An Empirical Study of Recent Face Alignment Methods
This work addresses reproducibility and fairness issues in face alignment research, providing practical guidance for the computer vision community, though it is incremental as it focuses on evaluation rather than proposing new methods.
The paper tackled the problem of inconsistent and hard-to-reproduce evaluations in face alignment methods by conducting a rigorous empirical study, introducing a new metric (AUC$_α$) and extending the 300W dataset for fair comparisons, leading to insights not previously available from original publications.

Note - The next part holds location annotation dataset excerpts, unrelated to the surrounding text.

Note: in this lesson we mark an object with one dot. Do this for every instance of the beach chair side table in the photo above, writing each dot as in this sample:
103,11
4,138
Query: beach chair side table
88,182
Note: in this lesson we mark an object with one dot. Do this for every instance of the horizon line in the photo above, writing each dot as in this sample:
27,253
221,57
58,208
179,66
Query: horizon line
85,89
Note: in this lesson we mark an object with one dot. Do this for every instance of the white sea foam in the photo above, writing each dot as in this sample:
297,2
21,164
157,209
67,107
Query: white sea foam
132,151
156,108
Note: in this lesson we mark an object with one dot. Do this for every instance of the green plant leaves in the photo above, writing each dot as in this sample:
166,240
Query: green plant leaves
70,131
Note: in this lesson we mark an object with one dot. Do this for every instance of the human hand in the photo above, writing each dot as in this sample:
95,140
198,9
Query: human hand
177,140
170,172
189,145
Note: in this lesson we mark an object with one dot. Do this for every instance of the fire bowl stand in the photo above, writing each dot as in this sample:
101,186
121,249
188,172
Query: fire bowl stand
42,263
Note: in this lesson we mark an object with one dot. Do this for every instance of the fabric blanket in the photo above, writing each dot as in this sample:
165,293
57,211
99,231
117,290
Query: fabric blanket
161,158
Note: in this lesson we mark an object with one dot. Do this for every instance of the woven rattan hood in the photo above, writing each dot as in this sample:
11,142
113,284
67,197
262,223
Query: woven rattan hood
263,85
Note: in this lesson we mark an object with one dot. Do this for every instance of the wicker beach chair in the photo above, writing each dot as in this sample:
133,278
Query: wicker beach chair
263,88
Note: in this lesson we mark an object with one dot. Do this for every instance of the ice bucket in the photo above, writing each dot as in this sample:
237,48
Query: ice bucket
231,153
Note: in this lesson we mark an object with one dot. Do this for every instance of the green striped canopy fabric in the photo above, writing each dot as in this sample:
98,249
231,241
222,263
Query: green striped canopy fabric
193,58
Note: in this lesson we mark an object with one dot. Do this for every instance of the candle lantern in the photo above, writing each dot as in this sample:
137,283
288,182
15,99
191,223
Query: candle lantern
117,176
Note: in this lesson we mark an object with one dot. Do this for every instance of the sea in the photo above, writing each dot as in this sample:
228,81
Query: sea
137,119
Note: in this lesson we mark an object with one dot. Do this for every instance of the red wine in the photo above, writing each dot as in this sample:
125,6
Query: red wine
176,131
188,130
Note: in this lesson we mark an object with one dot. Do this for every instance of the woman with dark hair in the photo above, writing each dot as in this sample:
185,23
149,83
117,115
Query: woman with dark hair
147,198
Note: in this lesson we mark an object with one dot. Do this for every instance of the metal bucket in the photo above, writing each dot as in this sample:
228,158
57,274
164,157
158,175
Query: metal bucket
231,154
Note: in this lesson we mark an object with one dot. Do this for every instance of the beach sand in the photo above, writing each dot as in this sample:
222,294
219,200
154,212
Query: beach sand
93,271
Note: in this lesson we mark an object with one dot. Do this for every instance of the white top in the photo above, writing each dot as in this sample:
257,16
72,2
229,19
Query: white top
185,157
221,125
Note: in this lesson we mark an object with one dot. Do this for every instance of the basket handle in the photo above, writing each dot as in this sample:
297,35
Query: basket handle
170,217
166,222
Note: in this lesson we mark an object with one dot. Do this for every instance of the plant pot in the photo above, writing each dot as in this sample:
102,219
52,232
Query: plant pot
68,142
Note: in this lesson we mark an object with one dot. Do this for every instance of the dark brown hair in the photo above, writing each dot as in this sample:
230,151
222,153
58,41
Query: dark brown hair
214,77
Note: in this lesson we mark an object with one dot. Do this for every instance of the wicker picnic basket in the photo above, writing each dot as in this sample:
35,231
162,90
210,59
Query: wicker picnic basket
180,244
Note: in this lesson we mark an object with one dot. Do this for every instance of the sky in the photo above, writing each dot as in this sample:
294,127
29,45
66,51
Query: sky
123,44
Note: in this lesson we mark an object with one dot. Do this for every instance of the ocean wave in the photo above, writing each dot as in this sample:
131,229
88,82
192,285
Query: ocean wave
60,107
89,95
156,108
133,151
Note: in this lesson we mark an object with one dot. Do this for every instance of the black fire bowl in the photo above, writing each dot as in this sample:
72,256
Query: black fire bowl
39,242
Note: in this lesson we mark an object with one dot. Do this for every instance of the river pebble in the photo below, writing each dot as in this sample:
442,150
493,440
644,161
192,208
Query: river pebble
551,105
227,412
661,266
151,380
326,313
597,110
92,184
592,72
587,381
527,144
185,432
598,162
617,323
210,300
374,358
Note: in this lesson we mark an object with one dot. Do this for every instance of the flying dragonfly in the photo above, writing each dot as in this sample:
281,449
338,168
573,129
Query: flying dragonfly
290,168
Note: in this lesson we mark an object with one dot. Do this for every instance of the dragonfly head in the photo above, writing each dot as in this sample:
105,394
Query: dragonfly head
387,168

The problem of face alignment has been intensively studied in the past years. A large number of novel methods have been proposed and reported very good performance on benchmark dataset such as 300W. However, the differences in the experimental setting and evaluation metric, missing details in the description of the methods make it hard to reproduce the results reported and evaluate the relative merits. For instance, most recent face alignment methods are built on top of face detection but from different face detectors. In this paper, we carry out a rigorous evaluation of these methods by making the following contributions: 1) we proposes a new evaluation metric for face alignment on a set of images, i.e., area under error distribution curve within a threshold, AUC$_α$, given the fact that the traditional evaluation measure (mean error) is very sensitive to big alignment error. 2) we extend the 300W database with more practical face detections to make fair comparison possible. 3) we carry out face alignment sensitivity analysis w.r.t. face detection, on both synthetic and real data, using both off-the-shelf and re-retrained models. 4) we study factors that are particularly important to achieve good performance and provide suggestions for practical applications. Most of the conclusions drawn from our comparative analysis cannot be inferred from the original publications.